Features of Special Relativity due to Lorentz Transformation: Time Dilation
Characteristics of Lorentz Transformation
In special relativity, the transformation between two coordinate systems differs from the classical transformation. This is because ’the speed of light is the same for all observers’. Taking this condition into account leads to the derivation of the Lorentz transformation. The Lorentz transformation introduces three new phenomena that do not appear in classical physics.
- Loss of simultaneity
- Time dilation
- Length contraction
Time Dilation
Simply put, time dilation means that the closer an object moves to the speed of light, the slower (more slowly) time flows for it. This is also referred to as time expansion in the sense that the time axis becomes longer.

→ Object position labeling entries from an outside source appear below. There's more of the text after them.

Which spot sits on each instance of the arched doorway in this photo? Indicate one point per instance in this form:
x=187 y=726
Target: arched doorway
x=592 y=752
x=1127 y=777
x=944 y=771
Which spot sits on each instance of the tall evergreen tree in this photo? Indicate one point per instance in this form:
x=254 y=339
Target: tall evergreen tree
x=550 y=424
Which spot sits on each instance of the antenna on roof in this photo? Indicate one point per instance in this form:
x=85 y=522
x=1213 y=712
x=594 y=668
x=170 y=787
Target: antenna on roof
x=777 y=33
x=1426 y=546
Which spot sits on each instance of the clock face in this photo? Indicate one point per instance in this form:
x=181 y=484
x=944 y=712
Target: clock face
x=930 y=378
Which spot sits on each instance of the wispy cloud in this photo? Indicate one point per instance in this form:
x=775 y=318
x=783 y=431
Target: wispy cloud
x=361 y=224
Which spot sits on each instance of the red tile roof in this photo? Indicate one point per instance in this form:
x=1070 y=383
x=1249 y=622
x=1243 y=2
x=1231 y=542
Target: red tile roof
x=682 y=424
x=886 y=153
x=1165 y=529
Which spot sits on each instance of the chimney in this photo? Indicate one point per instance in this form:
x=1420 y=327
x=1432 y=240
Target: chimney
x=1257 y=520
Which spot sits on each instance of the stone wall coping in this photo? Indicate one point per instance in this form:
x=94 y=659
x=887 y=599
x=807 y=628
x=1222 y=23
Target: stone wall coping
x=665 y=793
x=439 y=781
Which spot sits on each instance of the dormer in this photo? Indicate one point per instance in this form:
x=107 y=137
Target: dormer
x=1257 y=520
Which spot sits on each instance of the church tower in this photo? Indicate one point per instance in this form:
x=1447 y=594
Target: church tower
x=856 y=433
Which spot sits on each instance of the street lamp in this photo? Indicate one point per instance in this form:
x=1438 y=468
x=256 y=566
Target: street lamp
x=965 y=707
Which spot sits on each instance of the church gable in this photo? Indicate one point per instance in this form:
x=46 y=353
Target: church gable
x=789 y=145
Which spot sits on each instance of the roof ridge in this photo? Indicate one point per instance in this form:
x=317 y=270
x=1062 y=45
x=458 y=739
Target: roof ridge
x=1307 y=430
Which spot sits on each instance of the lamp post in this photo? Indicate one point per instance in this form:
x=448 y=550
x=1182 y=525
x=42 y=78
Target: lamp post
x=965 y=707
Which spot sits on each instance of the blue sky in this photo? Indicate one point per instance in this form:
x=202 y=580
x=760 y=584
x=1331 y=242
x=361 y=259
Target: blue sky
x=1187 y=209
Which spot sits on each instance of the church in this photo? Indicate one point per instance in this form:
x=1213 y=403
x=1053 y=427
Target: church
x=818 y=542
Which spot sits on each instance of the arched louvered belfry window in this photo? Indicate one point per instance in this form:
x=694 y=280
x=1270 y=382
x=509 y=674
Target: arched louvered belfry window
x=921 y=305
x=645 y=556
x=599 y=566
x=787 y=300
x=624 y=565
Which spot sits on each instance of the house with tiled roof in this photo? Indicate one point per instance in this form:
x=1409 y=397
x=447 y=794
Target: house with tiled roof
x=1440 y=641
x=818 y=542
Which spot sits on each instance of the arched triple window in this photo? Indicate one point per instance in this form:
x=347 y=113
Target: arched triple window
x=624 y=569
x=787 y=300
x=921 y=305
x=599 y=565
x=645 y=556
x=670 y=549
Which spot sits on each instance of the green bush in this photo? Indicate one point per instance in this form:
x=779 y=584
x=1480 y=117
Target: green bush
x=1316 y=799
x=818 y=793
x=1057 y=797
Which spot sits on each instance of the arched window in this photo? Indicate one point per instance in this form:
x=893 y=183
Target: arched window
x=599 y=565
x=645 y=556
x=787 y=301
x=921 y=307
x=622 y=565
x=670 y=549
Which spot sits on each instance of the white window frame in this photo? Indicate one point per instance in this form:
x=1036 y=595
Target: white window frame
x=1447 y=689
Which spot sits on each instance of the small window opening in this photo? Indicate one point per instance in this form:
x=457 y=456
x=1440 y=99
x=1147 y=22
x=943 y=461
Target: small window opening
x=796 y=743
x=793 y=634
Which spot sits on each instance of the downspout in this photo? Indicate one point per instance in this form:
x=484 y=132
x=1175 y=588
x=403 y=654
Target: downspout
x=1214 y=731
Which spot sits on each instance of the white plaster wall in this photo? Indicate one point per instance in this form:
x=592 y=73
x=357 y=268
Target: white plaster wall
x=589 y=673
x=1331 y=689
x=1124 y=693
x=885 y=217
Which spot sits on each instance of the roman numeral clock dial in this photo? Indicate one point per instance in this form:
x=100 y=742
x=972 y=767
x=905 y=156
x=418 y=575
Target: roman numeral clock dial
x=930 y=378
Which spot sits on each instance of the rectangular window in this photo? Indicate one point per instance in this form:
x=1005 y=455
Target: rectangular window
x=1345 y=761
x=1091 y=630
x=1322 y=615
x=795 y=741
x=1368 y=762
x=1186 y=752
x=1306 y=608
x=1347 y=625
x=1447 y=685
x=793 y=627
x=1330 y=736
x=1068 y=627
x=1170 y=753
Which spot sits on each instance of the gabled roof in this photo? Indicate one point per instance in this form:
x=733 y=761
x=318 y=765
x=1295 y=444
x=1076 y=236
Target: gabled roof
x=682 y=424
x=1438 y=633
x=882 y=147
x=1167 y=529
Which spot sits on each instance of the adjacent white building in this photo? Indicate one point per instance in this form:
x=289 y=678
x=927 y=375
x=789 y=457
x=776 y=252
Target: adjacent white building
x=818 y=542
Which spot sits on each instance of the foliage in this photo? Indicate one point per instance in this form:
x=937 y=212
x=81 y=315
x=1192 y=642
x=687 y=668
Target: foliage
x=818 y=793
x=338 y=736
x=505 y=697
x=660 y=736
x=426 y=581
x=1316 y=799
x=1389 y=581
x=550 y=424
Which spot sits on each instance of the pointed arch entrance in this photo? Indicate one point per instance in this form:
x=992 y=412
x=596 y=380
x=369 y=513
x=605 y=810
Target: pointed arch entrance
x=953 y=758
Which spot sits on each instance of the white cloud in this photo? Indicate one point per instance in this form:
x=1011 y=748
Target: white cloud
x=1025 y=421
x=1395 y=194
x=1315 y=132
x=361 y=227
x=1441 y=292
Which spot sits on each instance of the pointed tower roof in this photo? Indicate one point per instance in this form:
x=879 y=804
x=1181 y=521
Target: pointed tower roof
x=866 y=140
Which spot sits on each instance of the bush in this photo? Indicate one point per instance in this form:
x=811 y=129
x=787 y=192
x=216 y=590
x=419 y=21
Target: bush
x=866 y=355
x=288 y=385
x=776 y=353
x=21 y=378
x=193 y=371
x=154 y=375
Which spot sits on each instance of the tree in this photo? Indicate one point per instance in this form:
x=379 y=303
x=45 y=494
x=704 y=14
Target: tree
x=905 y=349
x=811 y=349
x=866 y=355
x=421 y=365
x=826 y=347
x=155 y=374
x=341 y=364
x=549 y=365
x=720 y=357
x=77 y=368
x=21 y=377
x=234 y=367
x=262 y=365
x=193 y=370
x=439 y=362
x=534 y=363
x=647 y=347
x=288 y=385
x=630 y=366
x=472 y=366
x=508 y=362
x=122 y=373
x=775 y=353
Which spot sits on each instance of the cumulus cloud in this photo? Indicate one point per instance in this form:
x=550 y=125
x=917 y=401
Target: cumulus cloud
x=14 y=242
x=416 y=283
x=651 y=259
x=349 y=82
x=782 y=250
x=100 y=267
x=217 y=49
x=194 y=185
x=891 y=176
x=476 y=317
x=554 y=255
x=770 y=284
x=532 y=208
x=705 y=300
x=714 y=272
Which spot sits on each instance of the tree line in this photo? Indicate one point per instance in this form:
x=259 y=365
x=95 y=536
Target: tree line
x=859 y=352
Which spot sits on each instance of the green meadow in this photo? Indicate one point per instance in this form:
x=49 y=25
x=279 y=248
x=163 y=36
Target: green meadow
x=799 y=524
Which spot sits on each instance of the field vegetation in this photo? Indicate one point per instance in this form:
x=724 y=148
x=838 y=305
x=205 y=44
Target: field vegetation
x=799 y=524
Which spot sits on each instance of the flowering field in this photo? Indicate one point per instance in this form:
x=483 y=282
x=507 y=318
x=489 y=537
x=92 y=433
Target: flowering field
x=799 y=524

Let’s assume there is a system $A$ and a system $A$ moving at a constant velocity $v_{0}$ in the $x$ direction relative to $A^{\prime}$. The world line of an object at rest in the $A$ system is as follows.
When an event starts and ends, it takes longer from the perspective of the moving system $(A^{\prime}$$)$. That is, time flows more slowly. In comparison to the stationary system, time is extended by a factor of $\gamma_{0}$, and $\gamma_{0}$ depends on the speed $v_{0}$ of the $A^{\prime}$ system. The faster you move, the larger the value of $\gamma_{0}$ becomes, resulting in increasingly slower passage of time.
This is exactly the phenomenon where people on Earth and aboard a spaceship age differently, as seen in movies like The Martian or Interstellar. Similar to length contraction, time dilation does not occur in the direction perpendicular (orthogonal) to the movement of the $A^{\prime}$ system. If you’re curious, try calculating with different coordinates. Simultaneity breaks down, and time dilation and length contraction occur only in the direction parallel to the movement.
Thought Experiment
This is the most representative experiment to confirm the phenomenon of time dilation. Since the speed of light is constant, let’s denote it as a constant $c$.
Let’s say there is a rocket as shown above. The rocket moves to the right and shoots light vertically from the floor to the ceiling. The light reflected from the ceiling returns to the floor. Let $L$ be the distance from the floor to the ceiling inside the rocket. The time it takes for the light to make a round trip inside the rocket is $t_{r} = \dfrac{2L}{c}$. This result is when the observer is inside the rocket. Then, what happens if we observe this situation from outside the rocket?
From outside the rocket, the light making a round trip between the floor and ceiling will appear to follow the red line path. Let’s denote the speed of the rocket as $v_{0}$. Using Pythagoras’ theorem, we can calculate the time outside the rocket.
$$ \begin{align*} && {\left( \frac { ct }{2} \right)} ^{2} &= {\left( \frac { v_{0}t }{2} \right)} ^{2}+L^{2} \\ \implies && t^{2}\frac { c^{2}-{v_{0}} ^{2} }{4} &= L^{2} \\ \implies && t &= \frac { 2L }{ \sqrt { c^{2}-{v_{0}} ^{2} } }=\frac { 2L }{ c }\frac { 1 }{ \sqrt { 1-\frac { v_{0}}{ c^{2}}}} =\gamma _{0}\frac { 2L }{ c } \end{align*} $$
Here, $\gamma _{0} = \dfrac { 1 }{ \sqrt { 1-\frac {{v_{0}}^{2} }{ c^{2} } } }$ is called the Lorentz factor. Now, comparing $t$ and $t_{r}$ gives the following:
$$ t_{r}=\frac { 2L }{ c },\quad t=\gamma _{0}\frac { 2L }{ c} $$
The time inside and outside the rocket differs by a factor of $\gamma_{0}$. Since the speed of the rocket $v_{0}$ is less than the speed of light $c$, $\gamma_{0}>1$ and $t=\gamma_{0}\frac{2L}{c}=\gamma_{0}t_{r}$, hence $t>t_{r}$. Thus, despite the same situation, the flow of time inside and outside the rocket is different. Time flows slower inside the rocket than outside.